The short answer is no – asking for a no fault divorce does not prevent a spouse from also seeking a disproportionate share of the marital estate as I explain in more detail below.
Texas is a No Fault Divorce State
Texas is a no fault divorce state which means that you do not have to prove misconduct by your spouse in order to get divorced. The no fault ground for divorce is claiming that due to discord or conflict of personalities, the spouses can no longer achieve legitimate ends of the marriage relationship.
But that does not mean that each spouse receives an equal share of the marital estate.
Texas is a community property state which means that property acquired during marriage belongs to both spouses regardless of whose name is on the deed, title, or bank account.
In a divorce, the court (or the parties by agreement) divides the community property between the spouses. The legal standard governing how a court divides that property is a “just and right” division.
How A Court Divides Property In A No Fault Divorce
In making that just and right division, a court considers several factors and fault in the breakup of the marriage is just one of the factors that a court considers.
If one spouse proves fault as the cause of the divorce, then certainly that finding can factor into the property division.
But pleading or proving a no fault divorce does not prohibit a spouse from arguing fault in the breakup of the marriage as a reason for a disproportionate division of community property.
A court can award a disproportionate division of community property even in cases where the spouses are seeking a no fault divorce and neither spouse claims the other is at fault for the breakup of the marriage.
This is due to the long list of additional factors a court is required to consider when determining what constitutes a just and right division of the community estate.
Factors A Court Considers When Dividing Property
Below is a list of some of the factors a court considers when making a just and right division of property in addition to any fault in the breakup of the marriage:
- Relative education of the spouses.
- Relative employment, earning capacity, and business skills of the spouses.
- The age and physical conditions of the spouses.
- Financial obligations of the spouses.
- The size of separate estates and any expected inheritance of a spouse.

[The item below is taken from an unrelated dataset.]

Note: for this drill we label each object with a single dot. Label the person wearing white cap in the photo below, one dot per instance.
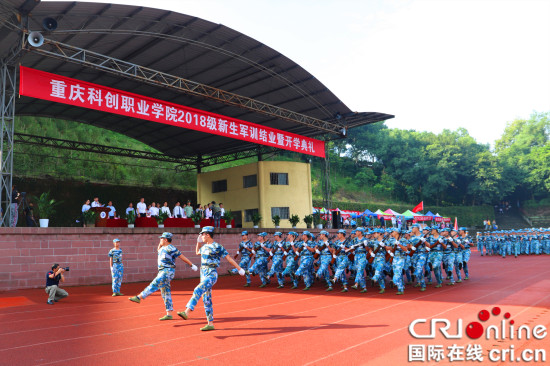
(167, 255)
(211, 253)
(245, 250)
(117, 268)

- The nature of particular property and whether that benefits one spouse over the other.
- Any wasting of community assets by a spouse.
- Any temporary support paid during the divorce.

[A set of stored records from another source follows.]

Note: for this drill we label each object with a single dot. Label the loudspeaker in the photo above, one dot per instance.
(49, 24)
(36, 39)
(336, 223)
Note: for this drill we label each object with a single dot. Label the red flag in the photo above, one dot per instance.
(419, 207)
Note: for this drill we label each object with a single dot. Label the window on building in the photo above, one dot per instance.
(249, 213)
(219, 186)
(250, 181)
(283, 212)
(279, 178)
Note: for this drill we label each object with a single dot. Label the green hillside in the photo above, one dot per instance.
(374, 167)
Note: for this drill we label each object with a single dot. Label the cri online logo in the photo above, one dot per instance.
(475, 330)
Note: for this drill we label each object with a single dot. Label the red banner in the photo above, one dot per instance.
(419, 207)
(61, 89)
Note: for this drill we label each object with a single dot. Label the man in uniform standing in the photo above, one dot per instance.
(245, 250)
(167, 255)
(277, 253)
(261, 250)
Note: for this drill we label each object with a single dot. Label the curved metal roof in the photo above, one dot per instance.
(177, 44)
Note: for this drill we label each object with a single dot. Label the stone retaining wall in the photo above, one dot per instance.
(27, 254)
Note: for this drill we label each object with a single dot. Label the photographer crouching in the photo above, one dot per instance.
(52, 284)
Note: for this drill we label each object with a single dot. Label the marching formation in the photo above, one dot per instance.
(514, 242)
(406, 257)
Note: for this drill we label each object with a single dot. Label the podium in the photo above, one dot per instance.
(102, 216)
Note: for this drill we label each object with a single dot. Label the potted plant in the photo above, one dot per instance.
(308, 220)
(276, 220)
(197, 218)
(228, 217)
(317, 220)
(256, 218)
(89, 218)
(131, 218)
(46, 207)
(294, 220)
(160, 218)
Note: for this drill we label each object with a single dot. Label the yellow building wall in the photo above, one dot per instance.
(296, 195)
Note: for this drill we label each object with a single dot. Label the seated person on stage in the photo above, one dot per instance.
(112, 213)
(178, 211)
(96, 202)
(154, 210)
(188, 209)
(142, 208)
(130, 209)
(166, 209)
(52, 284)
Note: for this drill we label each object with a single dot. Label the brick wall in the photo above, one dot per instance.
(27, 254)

- Excessive gifts to a spouse or children.
- Unusual needs of any adult children.
- Tax consequences of the property division.
- Whether a spouse committed fraud on the community.

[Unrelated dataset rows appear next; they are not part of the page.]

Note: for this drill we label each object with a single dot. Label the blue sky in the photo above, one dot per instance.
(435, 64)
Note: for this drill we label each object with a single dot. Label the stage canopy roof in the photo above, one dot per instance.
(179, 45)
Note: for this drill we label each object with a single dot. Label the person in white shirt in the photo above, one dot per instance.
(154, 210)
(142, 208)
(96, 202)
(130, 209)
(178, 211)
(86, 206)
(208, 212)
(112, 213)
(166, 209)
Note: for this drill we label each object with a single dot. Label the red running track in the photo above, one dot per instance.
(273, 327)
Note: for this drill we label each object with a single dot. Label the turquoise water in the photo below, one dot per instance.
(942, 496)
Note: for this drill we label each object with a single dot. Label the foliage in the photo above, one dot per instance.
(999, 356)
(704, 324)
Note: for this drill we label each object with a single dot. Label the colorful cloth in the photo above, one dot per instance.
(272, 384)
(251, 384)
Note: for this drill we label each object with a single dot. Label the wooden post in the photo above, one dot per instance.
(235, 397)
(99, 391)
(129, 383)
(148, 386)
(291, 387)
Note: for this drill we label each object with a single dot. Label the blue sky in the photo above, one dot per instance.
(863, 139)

- Which spouse will care for young children.
- The behavior of the spouses during the divorce proceedings.
- Whether separate property was a source of the community estate.
For example, a court often orders a disproportionate division even in a no fault divorce when there is a significant disparity in earning power between the spouses due to differences in each spouse’s education, experience, or skills.
A court also frequently orders a disproportionate division when one spouse is awarded primary custody of the children – for example by awarding that spouse the martial residence since the children are accustomed to living there.